La anafilaxia es una reacción alérgica grave que aparece de forma rápida y puede comprometer la vida. A diferencia de una alergia leve, no se queda en la piel o en una molestia localizada, sino que afecta al organismo de manera general. Puede alterar la respiración, la tensión arterial, el ritmo cardiaco, o el nivel de consciencia en muy poco tiempo.
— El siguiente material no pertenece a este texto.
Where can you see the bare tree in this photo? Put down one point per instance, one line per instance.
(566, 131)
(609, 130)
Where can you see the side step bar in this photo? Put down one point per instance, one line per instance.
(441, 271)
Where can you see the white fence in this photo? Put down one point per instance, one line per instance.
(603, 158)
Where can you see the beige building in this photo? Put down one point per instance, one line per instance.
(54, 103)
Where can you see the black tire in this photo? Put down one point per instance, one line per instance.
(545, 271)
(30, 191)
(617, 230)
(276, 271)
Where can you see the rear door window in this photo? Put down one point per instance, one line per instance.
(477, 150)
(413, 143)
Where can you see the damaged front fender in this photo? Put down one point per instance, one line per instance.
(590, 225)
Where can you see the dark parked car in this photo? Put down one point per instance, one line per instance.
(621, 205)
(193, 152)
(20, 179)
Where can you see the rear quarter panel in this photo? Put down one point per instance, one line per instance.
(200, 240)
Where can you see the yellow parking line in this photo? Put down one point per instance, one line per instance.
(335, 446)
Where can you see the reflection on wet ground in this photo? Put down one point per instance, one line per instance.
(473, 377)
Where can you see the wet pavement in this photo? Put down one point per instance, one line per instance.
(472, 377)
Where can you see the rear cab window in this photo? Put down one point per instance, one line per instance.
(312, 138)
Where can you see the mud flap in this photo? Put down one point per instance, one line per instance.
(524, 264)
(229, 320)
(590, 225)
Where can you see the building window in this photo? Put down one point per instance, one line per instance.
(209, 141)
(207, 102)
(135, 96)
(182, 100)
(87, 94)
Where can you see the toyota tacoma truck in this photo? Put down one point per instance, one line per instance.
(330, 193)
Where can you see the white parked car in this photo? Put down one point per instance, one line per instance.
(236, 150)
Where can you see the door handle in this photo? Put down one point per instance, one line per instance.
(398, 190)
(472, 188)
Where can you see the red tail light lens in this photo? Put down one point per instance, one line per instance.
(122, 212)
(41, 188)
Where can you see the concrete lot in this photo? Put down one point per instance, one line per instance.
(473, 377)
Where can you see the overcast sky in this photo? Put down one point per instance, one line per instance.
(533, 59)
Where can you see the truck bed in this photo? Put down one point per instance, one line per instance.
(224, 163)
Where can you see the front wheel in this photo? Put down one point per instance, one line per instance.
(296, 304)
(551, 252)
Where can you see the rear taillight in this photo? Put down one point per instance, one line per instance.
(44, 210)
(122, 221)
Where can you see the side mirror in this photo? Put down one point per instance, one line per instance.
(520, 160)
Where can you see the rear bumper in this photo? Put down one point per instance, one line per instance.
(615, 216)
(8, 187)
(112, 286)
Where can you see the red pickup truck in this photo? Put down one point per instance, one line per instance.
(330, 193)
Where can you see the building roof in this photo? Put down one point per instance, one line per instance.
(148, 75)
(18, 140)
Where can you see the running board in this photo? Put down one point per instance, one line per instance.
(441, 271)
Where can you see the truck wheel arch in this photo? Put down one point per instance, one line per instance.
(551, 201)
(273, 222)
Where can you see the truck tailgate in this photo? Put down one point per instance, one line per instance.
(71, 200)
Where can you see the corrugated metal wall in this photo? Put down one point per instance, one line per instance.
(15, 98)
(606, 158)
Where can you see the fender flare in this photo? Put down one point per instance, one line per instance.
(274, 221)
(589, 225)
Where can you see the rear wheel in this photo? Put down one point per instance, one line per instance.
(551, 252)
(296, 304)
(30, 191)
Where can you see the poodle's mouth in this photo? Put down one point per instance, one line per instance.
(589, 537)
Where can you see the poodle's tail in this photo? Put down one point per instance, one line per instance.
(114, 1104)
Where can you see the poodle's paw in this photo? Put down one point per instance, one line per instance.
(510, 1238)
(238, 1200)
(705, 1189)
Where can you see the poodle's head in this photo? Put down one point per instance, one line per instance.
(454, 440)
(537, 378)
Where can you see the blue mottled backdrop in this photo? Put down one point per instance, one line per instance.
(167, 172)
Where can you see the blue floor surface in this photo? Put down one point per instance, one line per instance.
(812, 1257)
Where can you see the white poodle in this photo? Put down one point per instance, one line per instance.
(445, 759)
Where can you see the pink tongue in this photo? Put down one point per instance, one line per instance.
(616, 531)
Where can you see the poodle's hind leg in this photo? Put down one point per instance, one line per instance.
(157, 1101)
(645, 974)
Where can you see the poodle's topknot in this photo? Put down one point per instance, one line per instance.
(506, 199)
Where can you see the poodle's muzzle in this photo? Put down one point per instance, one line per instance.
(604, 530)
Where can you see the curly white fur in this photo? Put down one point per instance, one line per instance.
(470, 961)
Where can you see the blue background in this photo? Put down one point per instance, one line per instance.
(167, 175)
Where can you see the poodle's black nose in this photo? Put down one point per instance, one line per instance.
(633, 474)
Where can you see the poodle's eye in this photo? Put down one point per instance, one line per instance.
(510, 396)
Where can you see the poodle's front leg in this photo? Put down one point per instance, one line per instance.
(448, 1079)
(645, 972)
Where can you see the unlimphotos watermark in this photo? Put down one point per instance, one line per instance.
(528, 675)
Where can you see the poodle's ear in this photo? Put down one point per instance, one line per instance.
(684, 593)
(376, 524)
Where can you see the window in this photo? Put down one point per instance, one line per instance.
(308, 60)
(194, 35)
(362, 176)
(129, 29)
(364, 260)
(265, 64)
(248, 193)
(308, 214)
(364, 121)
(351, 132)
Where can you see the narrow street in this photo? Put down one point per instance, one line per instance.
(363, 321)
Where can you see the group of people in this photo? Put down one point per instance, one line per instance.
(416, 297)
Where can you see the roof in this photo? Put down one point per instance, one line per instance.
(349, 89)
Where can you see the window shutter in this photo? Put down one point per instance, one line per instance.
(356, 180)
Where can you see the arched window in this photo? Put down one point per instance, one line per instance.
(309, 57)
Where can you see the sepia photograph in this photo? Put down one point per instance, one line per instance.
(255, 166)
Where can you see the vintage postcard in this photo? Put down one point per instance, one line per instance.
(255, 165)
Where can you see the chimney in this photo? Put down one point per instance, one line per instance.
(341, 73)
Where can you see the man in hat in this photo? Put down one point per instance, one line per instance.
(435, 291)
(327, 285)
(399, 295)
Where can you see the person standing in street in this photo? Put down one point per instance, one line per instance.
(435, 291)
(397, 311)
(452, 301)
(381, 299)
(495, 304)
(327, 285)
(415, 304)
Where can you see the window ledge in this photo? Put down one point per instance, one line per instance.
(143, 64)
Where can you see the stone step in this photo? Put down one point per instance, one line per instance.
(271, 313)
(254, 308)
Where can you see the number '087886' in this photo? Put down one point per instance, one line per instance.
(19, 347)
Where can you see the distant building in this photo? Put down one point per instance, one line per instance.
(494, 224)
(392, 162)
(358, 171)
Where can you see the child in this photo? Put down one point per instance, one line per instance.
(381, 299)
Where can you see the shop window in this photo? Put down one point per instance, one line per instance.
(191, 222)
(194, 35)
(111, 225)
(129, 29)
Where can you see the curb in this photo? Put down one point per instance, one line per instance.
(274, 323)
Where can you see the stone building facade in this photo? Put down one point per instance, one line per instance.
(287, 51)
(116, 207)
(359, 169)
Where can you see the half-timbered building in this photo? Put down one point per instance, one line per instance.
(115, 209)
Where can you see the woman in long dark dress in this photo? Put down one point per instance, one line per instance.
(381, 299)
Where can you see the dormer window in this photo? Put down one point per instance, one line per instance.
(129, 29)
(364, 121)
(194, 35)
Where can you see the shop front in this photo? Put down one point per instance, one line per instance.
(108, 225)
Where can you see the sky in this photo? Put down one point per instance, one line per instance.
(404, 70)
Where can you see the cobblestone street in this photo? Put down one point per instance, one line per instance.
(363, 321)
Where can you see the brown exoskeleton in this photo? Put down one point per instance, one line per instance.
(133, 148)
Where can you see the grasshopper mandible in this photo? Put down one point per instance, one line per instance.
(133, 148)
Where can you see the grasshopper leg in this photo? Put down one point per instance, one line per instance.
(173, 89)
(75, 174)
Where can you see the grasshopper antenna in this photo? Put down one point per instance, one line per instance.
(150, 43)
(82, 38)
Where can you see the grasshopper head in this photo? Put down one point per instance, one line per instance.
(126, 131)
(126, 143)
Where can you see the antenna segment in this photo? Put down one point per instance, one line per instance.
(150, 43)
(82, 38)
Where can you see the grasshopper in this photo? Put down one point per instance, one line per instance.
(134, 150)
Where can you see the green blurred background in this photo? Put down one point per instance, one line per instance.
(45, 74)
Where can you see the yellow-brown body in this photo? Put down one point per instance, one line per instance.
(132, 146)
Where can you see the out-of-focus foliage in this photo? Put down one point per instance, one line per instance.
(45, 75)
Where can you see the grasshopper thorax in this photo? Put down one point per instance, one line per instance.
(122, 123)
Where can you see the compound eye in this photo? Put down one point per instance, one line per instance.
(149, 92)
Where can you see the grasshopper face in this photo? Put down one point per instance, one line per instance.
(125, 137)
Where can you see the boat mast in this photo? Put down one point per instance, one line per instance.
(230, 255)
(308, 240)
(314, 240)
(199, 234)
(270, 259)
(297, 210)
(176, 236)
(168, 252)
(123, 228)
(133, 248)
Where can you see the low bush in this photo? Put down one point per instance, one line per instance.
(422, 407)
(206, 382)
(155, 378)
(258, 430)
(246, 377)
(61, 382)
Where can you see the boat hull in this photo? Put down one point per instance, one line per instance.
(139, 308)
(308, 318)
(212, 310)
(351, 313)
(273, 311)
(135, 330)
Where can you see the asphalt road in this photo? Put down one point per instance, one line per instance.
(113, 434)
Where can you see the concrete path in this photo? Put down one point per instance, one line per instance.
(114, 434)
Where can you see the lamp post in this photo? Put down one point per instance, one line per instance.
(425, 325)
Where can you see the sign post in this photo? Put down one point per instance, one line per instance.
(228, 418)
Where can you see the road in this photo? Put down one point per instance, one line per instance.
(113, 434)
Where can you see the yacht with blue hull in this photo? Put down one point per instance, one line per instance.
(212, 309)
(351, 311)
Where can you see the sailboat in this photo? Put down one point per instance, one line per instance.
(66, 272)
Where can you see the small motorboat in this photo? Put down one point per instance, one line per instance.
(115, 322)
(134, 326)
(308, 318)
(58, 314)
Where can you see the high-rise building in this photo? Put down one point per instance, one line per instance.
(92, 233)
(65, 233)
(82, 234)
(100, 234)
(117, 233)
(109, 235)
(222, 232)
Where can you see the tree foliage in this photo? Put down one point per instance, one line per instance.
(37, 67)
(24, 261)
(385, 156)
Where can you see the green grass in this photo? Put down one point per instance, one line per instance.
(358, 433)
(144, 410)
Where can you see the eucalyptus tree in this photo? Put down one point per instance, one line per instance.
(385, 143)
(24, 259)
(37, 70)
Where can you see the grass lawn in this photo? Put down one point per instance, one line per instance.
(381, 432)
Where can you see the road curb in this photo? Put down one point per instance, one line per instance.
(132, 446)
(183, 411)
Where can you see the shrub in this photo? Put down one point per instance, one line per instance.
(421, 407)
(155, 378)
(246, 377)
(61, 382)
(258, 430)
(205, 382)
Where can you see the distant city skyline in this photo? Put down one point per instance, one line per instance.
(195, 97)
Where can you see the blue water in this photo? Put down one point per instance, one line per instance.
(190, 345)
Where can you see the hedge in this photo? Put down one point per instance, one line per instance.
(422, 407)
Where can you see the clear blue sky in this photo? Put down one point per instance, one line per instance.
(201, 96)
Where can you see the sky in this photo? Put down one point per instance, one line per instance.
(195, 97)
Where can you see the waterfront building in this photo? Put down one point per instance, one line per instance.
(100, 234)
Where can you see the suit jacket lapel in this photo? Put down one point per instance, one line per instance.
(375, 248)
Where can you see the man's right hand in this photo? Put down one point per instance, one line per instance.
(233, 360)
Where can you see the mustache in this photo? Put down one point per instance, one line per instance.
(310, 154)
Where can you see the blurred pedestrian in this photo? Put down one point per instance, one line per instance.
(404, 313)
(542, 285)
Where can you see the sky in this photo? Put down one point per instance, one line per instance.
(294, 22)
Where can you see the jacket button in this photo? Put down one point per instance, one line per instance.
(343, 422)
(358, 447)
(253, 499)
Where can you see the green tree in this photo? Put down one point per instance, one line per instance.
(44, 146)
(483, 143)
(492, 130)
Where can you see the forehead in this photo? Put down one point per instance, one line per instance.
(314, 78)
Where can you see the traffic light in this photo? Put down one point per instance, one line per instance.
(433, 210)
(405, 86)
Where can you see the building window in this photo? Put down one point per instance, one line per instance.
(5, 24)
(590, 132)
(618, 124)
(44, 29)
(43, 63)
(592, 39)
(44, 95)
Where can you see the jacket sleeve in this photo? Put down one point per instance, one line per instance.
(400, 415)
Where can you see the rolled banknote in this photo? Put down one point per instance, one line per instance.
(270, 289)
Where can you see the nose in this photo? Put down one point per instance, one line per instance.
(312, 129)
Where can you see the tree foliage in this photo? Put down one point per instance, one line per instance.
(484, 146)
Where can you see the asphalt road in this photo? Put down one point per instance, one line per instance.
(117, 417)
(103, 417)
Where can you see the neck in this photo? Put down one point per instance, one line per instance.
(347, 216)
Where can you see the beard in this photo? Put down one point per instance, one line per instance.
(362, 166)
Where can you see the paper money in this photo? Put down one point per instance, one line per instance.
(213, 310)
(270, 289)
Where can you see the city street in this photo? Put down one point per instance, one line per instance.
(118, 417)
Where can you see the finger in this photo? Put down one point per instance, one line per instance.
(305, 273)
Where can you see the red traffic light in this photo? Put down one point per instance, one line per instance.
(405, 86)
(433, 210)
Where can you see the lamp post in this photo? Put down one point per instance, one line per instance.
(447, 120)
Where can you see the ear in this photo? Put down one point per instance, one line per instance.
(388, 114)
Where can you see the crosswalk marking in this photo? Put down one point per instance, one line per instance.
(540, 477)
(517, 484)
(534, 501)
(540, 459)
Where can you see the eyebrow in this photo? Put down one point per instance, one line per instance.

«Por eso se considera una emergencia médica. En estos casos, el sistema inmunitario libera sustancias que producen inflamación, estrechamiento de los bronquios, caída de la tensión y, en ocasiones, edema en zonas como la garganta o la lengua. La evolución puede ser muy rápida, así que no conviene esperar a ver si mejora. Ante una sospecha clara, la adrenalina intramuscular es el tratamiento de primera elección», afirma durante una entrevista con Europa Press Salud Infosalus Gema García, jefa de servicio de Alergología del Hospital Universitario Sanitas La Moraleja.
En este contexto, esta experta apunta que, aunque todo depende mucho de la edad y de la historia clínica de cada persona, en el caso de los niños, los alimentos suelen estar entre las causas más habituales de anafilaxia, con la leche, el huevo, los frutos secos, el cacahuete, el pescado, o el marisco entre los desencadenantes más comunes.